I just finished an 01 Vegas Rabaina clasico.......it reminded my why the long hours and stress are all for........the time to sit back and reflect. :ss

You are the man! :tu


----------



## Costa (Jan 26, 2008)

This is the one that saved my day today:

http://www.cubancigarwebsite.com/common_images/photos/cigars and sabrett 761.jpg


----------



## TankerT (Apr 8, 2008)

Love the pictures.

/Love the site too. One of my favorites.

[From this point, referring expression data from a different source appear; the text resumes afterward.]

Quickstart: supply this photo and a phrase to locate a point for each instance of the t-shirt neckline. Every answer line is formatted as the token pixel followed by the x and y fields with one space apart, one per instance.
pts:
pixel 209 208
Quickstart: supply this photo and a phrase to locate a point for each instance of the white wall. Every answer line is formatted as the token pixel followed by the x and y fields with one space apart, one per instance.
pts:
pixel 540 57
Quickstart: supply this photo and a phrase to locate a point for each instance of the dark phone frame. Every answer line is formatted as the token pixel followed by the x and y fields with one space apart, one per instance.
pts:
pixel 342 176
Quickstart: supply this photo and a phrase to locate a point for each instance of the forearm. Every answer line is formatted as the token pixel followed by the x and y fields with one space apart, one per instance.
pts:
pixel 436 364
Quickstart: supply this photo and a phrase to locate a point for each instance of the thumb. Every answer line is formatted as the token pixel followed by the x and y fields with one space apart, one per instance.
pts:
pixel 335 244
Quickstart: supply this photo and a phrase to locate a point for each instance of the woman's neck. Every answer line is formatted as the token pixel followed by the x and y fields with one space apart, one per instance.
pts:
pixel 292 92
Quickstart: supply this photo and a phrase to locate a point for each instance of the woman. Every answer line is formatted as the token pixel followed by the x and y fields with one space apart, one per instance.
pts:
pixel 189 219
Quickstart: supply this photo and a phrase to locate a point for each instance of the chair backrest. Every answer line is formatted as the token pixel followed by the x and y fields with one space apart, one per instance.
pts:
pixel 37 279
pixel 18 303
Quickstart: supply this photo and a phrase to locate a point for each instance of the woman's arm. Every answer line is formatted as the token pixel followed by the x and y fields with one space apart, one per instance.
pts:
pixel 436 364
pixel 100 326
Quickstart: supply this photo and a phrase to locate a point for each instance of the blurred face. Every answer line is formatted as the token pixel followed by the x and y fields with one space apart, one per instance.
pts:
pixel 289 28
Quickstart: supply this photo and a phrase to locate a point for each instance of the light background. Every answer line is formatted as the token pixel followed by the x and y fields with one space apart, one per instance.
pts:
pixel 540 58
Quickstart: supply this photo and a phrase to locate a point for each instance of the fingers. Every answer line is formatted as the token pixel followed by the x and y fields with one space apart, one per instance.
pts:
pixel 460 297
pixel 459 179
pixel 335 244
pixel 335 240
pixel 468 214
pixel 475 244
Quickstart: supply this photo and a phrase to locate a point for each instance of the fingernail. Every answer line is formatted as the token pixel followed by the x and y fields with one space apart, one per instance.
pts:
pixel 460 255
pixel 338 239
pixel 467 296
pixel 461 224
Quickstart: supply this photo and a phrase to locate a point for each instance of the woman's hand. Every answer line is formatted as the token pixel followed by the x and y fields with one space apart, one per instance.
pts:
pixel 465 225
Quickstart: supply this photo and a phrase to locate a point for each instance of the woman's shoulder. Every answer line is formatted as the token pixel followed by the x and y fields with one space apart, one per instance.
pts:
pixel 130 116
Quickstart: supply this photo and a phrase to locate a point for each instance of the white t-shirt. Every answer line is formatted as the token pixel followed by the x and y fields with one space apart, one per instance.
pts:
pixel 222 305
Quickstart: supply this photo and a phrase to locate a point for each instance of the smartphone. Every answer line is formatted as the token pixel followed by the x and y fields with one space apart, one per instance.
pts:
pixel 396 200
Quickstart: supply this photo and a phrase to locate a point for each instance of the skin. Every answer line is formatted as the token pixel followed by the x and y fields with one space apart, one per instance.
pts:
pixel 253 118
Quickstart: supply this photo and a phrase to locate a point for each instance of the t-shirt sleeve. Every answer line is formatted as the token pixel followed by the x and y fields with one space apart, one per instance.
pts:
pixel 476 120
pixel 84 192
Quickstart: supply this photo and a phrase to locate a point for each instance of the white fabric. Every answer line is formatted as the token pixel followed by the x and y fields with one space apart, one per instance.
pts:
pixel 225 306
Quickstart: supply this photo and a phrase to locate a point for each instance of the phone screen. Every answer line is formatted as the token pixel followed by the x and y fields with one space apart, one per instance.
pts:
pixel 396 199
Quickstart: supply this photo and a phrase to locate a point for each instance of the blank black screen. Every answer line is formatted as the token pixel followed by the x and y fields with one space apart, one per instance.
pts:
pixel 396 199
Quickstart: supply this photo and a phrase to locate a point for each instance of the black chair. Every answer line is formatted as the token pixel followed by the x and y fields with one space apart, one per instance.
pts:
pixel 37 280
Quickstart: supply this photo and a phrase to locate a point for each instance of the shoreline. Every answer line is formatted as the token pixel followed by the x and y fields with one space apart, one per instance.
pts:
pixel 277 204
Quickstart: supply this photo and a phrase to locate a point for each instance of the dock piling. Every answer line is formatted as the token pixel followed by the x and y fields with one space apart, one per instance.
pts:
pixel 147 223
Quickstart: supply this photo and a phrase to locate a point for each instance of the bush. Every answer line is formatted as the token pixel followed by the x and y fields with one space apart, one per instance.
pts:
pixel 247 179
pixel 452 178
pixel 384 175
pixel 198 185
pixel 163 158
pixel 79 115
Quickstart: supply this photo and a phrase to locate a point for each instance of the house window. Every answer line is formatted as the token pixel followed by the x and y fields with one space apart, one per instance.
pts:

Keep up the great work!


----------



## Addiction (May 8, 2007)

Jay Hemingway said:


> thanks everyone, i am so glad you enjoy them.
> they are all high res, so they are perfect for desktops.
> i have had the PL magnifico bands close-up on my desktop since i took the picture. it came out perfect.
> 
> ...


Your Cohiba pics are my desktop now, good on you!


----------



## ForestPuma (Jun 28, 2007)

Some great pics but were is the Ramon Allones Love


----------



## Jay Hemingway-cl (Oct 21, 2007)

Beachcougar said:


> Some great pics but were is the Ramon Allones Love


as long as its a habano, than it all gets love!!! i just havent gotten around to the RA's yet, it will come. (if you have a collection that you would like to share, hit me up and we will make plans for me to do a shoot with you.)

i am glad everyone is enjoying the pic's, that's what they are there for.

enjoy!!!

:ss


----------



## Jay Hemingway-cl (Oct 21, 2007)

Addiction said:


> Your Cohiba pics are my desktop now, good on you!


that will only cost ya a cohiba 5'er when i see you at the shack! he he he :tu


----------